Zimbabwean culture highly values respect, hierarchy and family honour. While these principles can be strengths, they may also complicate co-parenting. Pride often hinders honest communication, and in-laws can interfere aggressively.
Conflicts that should stay between adults sometimes spill into children’s lives. Frequently, co-parenting shifts from a focus on the child’s well-being to unresolved battles over control, validation or revenge.
The harm caused is rarely loud but silent, manifesting as anxious children, declining school performance, emotional withdrawal or quiet rebellion.
Is co-parenting better than staying together? This question divides society. The truth is uncomfortable: co-parenting is better than a violent or deeply toxic household, but it is not automatically better than a stable marriage strained by hardship. What matters is not the structure, but the emotional environment.
Children do not need perfect parents. They need emotionally safe ones. A hostile co-parenting arrangement can be just as damaging as a conflicted marriage, if not more so, because it stretches instability across multiple spaces.
The rise of co-parenting forces Zimbabwean society to confront difficult truths. We have changed our laws and social norms more quickly than our emotional skills. We promote shared parenting without offering guidance in conflict resolution. We normalise separation without prioritising healing.
Co-parenting can work, but only when adults put children above pride, resentment and cultural pressure. It requires boundaries, communication, consistency and emotional responsibility.
Without these, co-parenting becomes another form of instability dressed as progress. There is a need for maturity, not moral panic.
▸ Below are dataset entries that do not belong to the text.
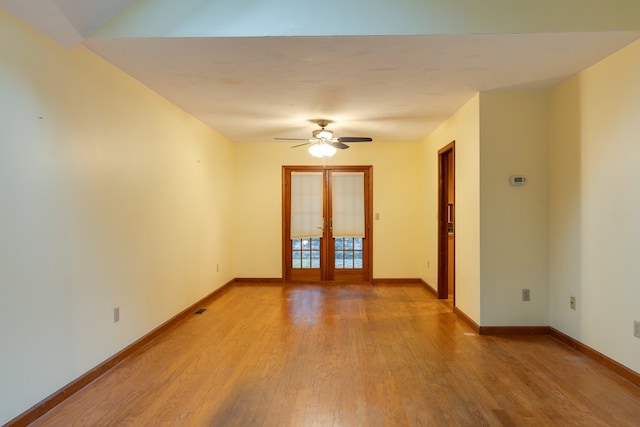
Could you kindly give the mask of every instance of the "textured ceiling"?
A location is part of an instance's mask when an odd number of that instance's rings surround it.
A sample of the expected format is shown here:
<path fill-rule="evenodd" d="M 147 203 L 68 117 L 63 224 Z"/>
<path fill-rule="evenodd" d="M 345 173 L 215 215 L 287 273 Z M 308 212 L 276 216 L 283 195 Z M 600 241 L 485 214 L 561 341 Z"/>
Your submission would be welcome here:
<path fill-rule="evenodd" d="M 82 43 L 236 142 L 338 136 L 418 141 L 475 93 L 544 90 L 640 32 L 95 38 L 130 0 L 0 0 L 58 42 Z"/>
<path fill-rule="evenodd" d="M 547 89 L 637 34 L 95 39 L 96 53 L 236 142 L 418 141 L 478 91 Z"/>

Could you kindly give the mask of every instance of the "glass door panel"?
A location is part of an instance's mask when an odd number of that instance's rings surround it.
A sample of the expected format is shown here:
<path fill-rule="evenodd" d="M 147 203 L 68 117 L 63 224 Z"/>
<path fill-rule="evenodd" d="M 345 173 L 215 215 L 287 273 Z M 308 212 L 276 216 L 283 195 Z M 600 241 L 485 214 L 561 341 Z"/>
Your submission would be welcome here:
<path fill-rule="evenodd" d="M 335 266 L 336 269 L 362 269 L 362 237 L 336 237 Z"/>
<path fill-rule="evenodd" d="M 320 268 L 320 238 L 291 239 L 291 268 Z"/>
<path fill-rule="evenodd" d="M 293 281 L 325 280 L 322 256 L 326 217 L 325 174 L 291 170 L 285 184 L 285 278 Z"/>
<path fill-rule="evenodd" d="M 331 214 L 332 271 L 338 281 L 367 279 L 363 263 L 363 240 L 367 238 L 367 202 L 365 171 L 331 171 L 329 207 Z"/>

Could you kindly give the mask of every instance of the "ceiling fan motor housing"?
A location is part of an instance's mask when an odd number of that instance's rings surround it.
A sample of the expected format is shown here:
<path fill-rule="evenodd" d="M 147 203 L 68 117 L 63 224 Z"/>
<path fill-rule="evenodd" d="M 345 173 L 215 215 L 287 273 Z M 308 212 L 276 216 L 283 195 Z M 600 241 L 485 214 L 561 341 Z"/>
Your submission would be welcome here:
<path fill-rule="evenodd" d="M 318 126 L 320 126 L 321 128 L 326 128 L 327 126 L 329 126 L 329 123 L 333 123 L 331 120 L 327 120 L 327 119 L 316 119 L 316 120 L 311 120 L 311 123 L 315 123 Z"/>

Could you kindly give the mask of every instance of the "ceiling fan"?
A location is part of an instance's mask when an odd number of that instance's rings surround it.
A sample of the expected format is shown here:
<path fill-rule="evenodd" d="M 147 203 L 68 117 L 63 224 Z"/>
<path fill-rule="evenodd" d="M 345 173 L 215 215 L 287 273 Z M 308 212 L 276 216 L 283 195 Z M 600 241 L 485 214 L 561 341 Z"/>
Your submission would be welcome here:
<path fill-rule="evenodd" d="M 294 145 L 291 148 L 302 147 L 303 145 L 311 145 L 309 147 L 309 152 L 316 157 L 331 157 L 336 152 L 336 148 L 340 150 L 344 150 L 349 148 L 345 142 L 353 143 L 353 142 L 370 142 L 373 139 L 369 137 L 360 137 L 360 136 L 343 136 L 343 137 L 334 137 L 333 131 L 327 129 L 329 123 L 332 123 L 331 120 L 326 119 L 318 119 L 318 120 L 310 120 L 311 123 L 315 123 L 320 126 L 320 129 L 316 129 L 311 132 L 311 138 L 275 138 L 281 141 L 307 141 L 302 144 Z"/>

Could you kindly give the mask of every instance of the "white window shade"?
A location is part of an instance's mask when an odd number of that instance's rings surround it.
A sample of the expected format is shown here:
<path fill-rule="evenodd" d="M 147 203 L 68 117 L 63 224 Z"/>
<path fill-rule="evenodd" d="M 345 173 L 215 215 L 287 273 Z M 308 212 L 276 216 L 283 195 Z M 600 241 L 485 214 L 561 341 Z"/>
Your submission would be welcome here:
<path fill-rule="evenodd" d="M 333 237 L 365 237 L 364 173 L 334 172 L 331 191 Z"/>
<path fill-rule="evenodd" d="M 291 238 L 322 237 L 322 172 L 291 173 Z"/>

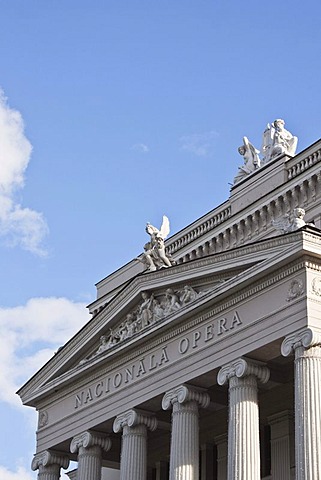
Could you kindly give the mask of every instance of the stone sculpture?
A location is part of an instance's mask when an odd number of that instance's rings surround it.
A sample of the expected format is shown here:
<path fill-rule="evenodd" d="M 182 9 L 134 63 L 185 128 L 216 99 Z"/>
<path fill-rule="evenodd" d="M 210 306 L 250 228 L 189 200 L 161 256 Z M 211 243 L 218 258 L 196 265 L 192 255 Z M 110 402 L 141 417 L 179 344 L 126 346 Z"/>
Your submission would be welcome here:
<path fill-rule="evenodd" d="M 259 157 L 260 151 L 247 137 L 243 137 L 243 145 L 238 148 L 238 152 L 243 156 L 244 164 L 238 169 L 234 185 L 279 155 L 295 155 L 298 138 L 286 130 L 284 125 L 285 122 L 281 118 L 277 118 L 272 124 L 267 124 L 263 133 L 262 159 Z"/>
<path fill-rule="evenodd" d="M 140 304 L 132 312 L 127 313 L 124 321 L 114 329 L 110 329 L 109 334 L 102 335 L 97 350 L 81 360 L 80 364 L 82 365 L 106 350 L 119 345 L 127 338 L 131 338 L 134 334 L 145 330 L 148 326 L 177 312 L 185 305 L 194 302 L 194 300 L 210 291 L 196 291 L 190 285 L 185 285 L 177 291 L 174 291 L 173 288 L 167 288 L 165 292 L 158 294 L 157 298 L 154 293 L 142 292 Z"/>
<path fill-rule="evenodd" d="M 295 208 L 293 210 L 292 218 L 290 218 L 289 215 L 284 215 L 277 220 L 273 220 L 272 224 L 281 233 L 295 232 L 295 230 L 298 230 L 306 225 L 304 221 L 304 215 L 304 208 Z"/>
<path fill-rule="evenodd" d="M 238 148 L 238 152 L 244 159 L 244 165 L 239 167 L 239 171 L 234 178 L 234 183 L 239 182 L 261 165 L 259 158 L 260 151 L 252 145 L 247 137 L 243 137 L 243 145 Z"/>
<path fill-rule="evenodd" d="M 169 234 L 169 220 L 166 215 L 163 215 L 160 229 L 147 223 L 146 232 L 150 235 L 150 241 L 144 245 L 142 259 L 137 258 L 137 260 L 144 263 L 149 272 L 174 265 L 175 262 L 165 252 L 164 241 Z"/>
<path fill-rule="evenodd" d="M 267 124 L 262 142 L 263 164 L 284 153 L 295 155 L 298 138 L 286 130 L 284 125 L 285 122 L 281 118 L 274 120 L 272 124 Z"/>

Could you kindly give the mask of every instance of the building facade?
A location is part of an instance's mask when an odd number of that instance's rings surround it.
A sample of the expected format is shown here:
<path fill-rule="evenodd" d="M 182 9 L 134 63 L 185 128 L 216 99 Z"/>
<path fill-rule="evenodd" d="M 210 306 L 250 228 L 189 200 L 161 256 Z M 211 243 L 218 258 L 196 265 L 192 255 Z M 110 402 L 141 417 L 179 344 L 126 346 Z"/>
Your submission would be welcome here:
<path fill-rule="evenodd" d="M 39 479 L 321 480 L 321 140 L 271 152 L 19 390 Z"/>

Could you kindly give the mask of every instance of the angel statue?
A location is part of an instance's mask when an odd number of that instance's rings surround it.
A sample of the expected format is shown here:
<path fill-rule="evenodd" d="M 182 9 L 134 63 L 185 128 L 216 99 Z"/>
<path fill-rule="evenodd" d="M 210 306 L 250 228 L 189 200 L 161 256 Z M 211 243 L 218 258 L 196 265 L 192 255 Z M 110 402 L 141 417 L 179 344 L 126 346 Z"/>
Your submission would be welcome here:
<path fill-rule="evenodd" d="M 274 120 L 272 125 L 267 124 L 262 142 L 263 164 L 283 153 L 292 157 L 295 155 L 298 138 L 286 130 L 284 125 L 285 122 L 281 118 Z"/>
<path fill-rule="evenodd" d="M 147 223 L 146 232 L 150 235 L 150 241 L 144 245 L 143 258 L 138 260 L 142 261 L 150 272 L 174 265 L 175 262 L 165 252 L 164 241 L 169 234 L 169 220 L 166 215 L 163 215 L 160 230 Z"/>
<path fill-rule="evenodd" d="M 243 137 L 243 145 L 238 148 L 238 152 L 244 158 L 244 165 L 239 167 L 239 171 L 234 178 L 234 183 L 238 183 L 242 178 L 260 167 L 260 151 L 252 145 L 247 137 Z"/>

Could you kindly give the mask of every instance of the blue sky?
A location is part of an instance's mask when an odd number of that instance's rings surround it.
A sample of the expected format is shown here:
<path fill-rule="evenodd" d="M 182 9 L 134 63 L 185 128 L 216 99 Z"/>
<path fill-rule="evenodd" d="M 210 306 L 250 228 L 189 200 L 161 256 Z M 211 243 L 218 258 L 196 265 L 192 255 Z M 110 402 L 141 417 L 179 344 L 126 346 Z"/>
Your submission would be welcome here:
<path fill-rule="evenodd" d="M 321 137 L 317 0 L 0 0 L 1 480 L 30 480 L 14 392 L 94 284 L 229 196 L 247 135 Z"/>

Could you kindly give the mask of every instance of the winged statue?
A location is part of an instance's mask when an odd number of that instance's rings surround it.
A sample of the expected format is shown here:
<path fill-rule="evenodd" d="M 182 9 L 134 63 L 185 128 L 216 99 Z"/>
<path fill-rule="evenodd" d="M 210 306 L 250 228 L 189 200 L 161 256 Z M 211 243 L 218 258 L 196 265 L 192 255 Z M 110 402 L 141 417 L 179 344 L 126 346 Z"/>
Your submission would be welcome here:
<path fill-rule="evenodd" d="M 142 259 L 138 258 L 138 260 L 142 261 L 150 272 L 174 265 L 174 260 L 165 252 L 164 241 L 170 232 L 168 217 L 163 215 L 162 226 L 159 229 L 147 223 L 145 230 L 150 236 L 150 240 L 144 245 Z"/>

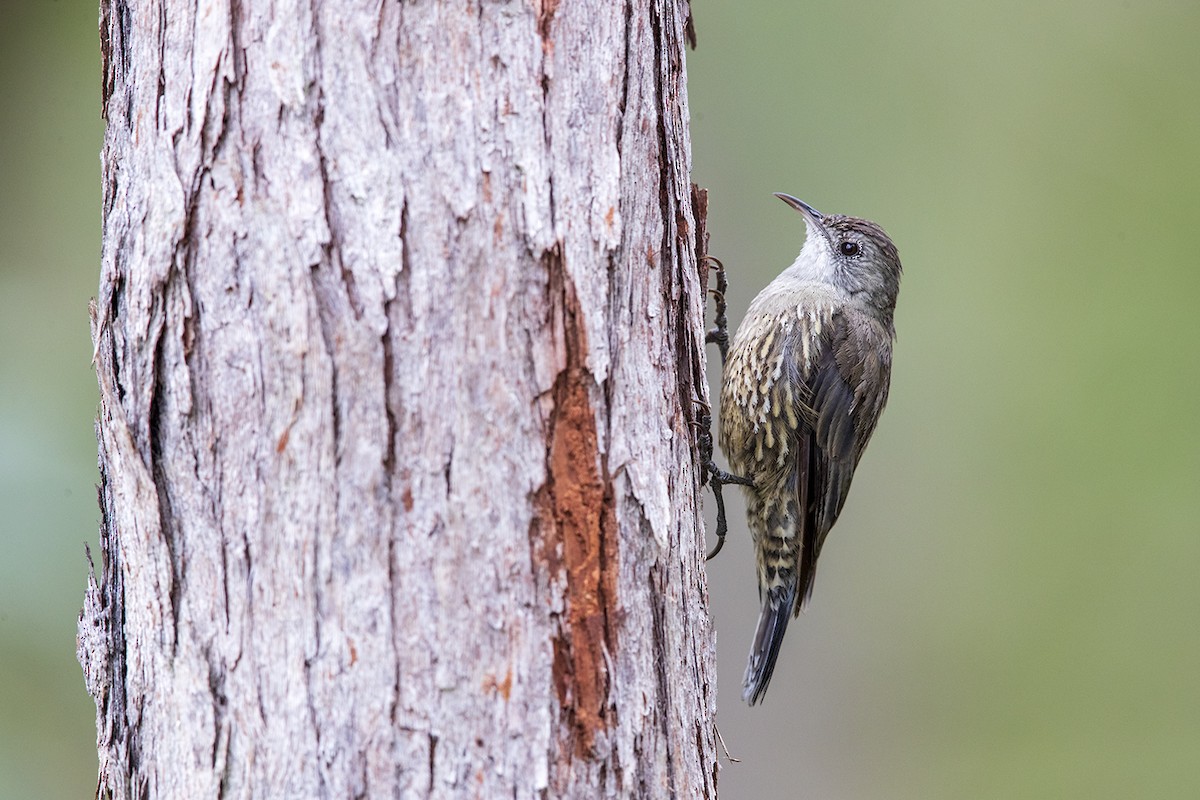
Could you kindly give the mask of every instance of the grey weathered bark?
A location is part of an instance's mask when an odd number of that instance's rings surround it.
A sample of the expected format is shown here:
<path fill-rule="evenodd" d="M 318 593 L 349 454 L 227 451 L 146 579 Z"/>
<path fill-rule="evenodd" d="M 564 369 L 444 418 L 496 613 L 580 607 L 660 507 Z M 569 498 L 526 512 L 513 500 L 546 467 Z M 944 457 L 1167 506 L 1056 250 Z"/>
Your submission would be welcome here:
<path fill-rule="evenodd" d="M 715 795 L 687 13 L 103 2 L 102 796 Z"/>

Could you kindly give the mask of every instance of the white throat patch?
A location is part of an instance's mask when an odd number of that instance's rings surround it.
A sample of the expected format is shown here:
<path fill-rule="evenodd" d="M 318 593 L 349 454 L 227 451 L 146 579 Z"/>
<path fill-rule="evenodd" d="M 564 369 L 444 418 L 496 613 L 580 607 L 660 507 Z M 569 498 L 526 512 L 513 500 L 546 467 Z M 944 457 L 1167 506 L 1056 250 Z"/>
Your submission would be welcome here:
<path fill-rule="evenodd" d="M 787 271 L 795 277 L 813 283 L 832 283 L 837 269 L 829 240 L 808 220 L 804 221 L 806 233 L 800 255 Z"/>

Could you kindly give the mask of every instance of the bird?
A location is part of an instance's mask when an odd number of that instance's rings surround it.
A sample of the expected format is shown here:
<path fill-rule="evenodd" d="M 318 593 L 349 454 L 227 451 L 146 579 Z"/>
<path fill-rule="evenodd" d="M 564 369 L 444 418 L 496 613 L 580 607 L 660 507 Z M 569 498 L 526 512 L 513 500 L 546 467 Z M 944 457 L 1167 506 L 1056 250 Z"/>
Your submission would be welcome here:
<path fill-rule="evenodd" d="M 746 479 L 761 611 L 743 680 L 767 691 L 788 622 L 812 596 L 817 556 L 887 403 L 900 256 L 870 220 L 804 219 L 796 260 L 754 298 L 729 346 L 719 444 Z"/>

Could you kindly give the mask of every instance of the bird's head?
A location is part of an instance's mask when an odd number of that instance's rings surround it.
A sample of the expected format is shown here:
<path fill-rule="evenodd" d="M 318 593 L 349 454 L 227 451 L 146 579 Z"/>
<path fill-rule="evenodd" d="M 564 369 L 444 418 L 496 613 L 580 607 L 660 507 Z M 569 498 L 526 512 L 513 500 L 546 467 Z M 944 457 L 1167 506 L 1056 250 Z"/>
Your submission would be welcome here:
<path fill-rule="evenodd" d="M 808 231 L 790 267 L 797 277 L 836 287 L 890 325 L 900 293 L 900 254 L 883 228 L 860 217 L 822 214 L 790 194 L 775 196 L 800 212 Z"/>

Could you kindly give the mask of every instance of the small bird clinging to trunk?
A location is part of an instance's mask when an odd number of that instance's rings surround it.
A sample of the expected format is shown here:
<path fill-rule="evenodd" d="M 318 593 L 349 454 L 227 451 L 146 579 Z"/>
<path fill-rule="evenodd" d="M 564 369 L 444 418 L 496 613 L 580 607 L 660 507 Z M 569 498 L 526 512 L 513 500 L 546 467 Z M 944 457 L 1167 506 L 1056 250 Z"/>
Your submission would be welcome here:
<path fill-rule="evenodd" d="M 742 697 L 762 699 L 788 620 L 812 594 L 817 556 L 887 402 L 900 257 L 865 219 L 804 217 L 795 262 L 746 312 L 721 385 L 721 449 L 745 488 L 762 611 Z"/>

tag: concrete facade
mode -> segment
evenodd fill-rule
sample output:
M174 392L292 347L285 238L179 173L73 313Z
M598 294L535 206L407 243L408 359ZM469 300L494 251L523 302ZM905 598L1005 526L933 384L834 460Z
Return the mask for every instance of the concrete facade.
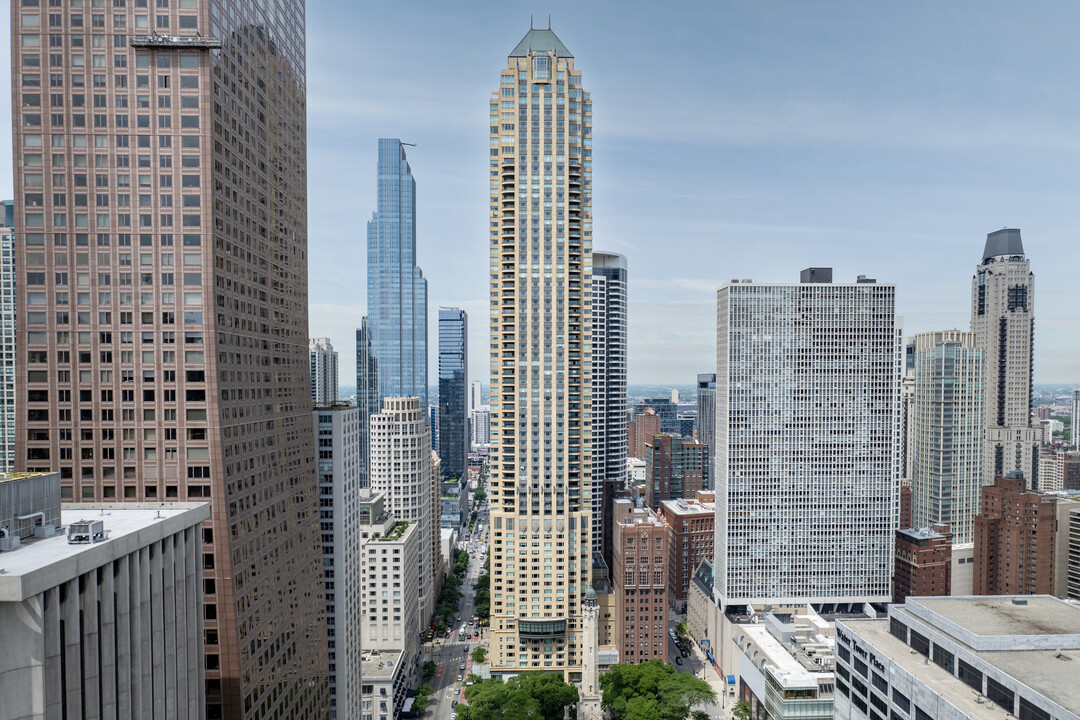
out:
M657 514L668 527L671 548L668 602L686 602L690 578L702 560L712 561L716 505L711 492L699 492L685 500L665 500Z
M952 594L952 533L948 525L896 531L893 602Z
M1080 717L1080 609L1052 597L908 598L836 636L837 720Z
M668 661L668 528L647 508L614 502L612 590L617 598L615 638L624 663Z
M205 718L209 517L207 503L65 505L63 525L100 521L106 537L0 552L0 714Z
M1057 500L1027 489L1018 471L982 489L975 518L973 595L1051 595Z

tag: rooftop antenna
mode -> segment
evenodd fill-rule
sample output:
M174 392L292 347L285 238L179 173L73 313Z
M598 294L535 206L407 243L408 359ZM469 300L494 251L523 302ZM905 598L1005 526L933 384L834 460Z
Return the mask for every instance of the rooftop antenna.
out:
M402 144L402 145L408 145L409 147L416 147L416 143L407 143L407 142L403 142L403 143L401 143L401 144Z
M532 15L529 15L529 29L530 30L533 29L533 16Z
M551 29L551 15L548 15L548 30Z

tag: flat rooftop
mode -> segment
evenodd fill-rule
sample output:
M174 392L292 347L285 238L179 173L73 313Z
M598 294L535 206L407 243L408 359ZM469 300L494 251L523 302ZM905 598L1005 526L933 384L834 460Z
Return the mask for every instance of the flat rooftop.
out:
M801 653L796 650L797 657L793 657L792 648L773 637L764 625L740 625L736 632L742 632L750 637L765 653L769 664L773 666L773 674L780 679L785 688L817 687L819 680L832 680L831 669L822 670L812 665L807 667L811 661L805 649ZM826 644L831 643L826 641Z
M1047 635L1066 636L1056 647L1080 649L1080 608L1049 595L1018 600L1021 604L1011 596L921 597L909 598L903 609L977 650L1000 649L986 647L979 638Z
M210 518L210 503L68 503L61 528L48 538L28 538L0 552L0 602L21 602L139 548ZM67 529L81 520L100 520L108 539L69 545Z
M364 680L394 679L394 674L401 665L404 650L365 650L360 661L360 677Z
M1077 612L1080 613L1080 610ZM924 664L922 655L912 653L903 641L889 632L887 620L852 620L844 624L968 717L1015 720L1000 706L991 709L985 702L977 703L976 693L952 673L934 663ZM1006 650L980 652L978 655L981 660L1057 703L1069 711L1071 717L1076 717L1076 708L1080 708L1080 683L1076 682L1080 651Z

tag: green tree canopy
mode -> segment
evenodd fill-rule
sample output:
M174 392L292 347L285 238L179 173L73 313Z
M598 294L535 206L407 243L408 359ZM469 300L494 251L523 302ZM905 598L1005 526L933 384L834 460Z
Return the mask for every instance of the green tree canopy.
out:
M424 682L431 680L435 677L435 673L439 672L439 666L431 660L424 663Z
M617 720L686 720L690 708L716 702L716 693L707 682L660 660L640 665L612 665L600 676L603 705ZM635 698L648 702L631 702ZM653 715L655 710L656 715Z
M455 709L469 720L562 720L564 709L578 701L578 691L560 675L532 671L505 683L497 678L477 683L465 689L465 697L469 705Z
M737 717L739 720L747 720L750 717L750 703L737 702L735 707L731 708L731 714Z
M469 657L472 658L472 661L474 663L482 663L487 660L487 650L477 645L476 648L472 651L472 655L470 655Z

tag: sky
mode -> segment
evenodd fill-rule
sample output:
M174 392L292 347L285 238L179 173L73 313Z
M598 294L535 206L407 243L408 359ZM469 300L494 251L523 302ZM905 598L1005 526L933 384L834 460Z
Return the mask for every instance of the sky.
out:
M1002 227L1021 229L1036 277L1035 381L1080 382L1080 3L312 0L307 12L309 333L338 350L342 386L380 137L416 144L429 382L438 308L453 306L469 313L469 374L486 383L488 101L530 14L540 27L551 16L592 95L593 248L628 259L631 383L711 371L716 290L733 278L831 266L837 281L894 283L906 335L968 329L971 277Z

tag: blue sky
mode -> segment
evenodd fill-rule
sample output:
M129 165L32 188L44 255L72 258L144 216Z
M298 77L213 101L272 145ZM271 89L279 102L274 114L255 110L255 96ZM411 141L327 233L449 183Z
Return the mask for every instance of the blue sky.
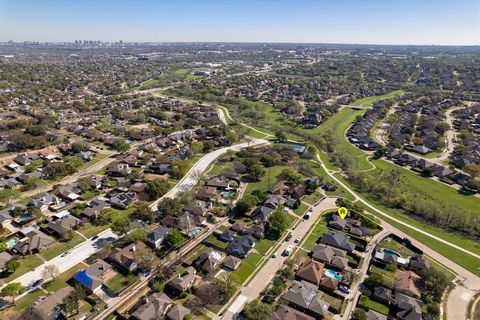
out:
M480 44L480 0L0 0L0 41Z

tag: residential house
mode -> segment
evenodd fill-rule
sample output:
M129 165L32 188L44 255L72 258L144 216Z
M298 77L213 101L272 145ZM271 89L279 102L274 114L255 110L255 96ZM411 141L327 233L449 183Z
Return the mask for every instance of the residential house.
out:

Co-parenting is not the enemy. Nor is it a miracle solution. It is a mirror reflecting who we are as a society, economically strained, culturally transitioning and emotionally underprepared.
If Zimbabwe is to protect its children, the conversation must shift from blame to responsibility.
We must invest not only in laws and rights, but in emotional literacy, counselling and honest community dialogue. Our children deserve more than parents who merely show up. They deserve parents who grow up.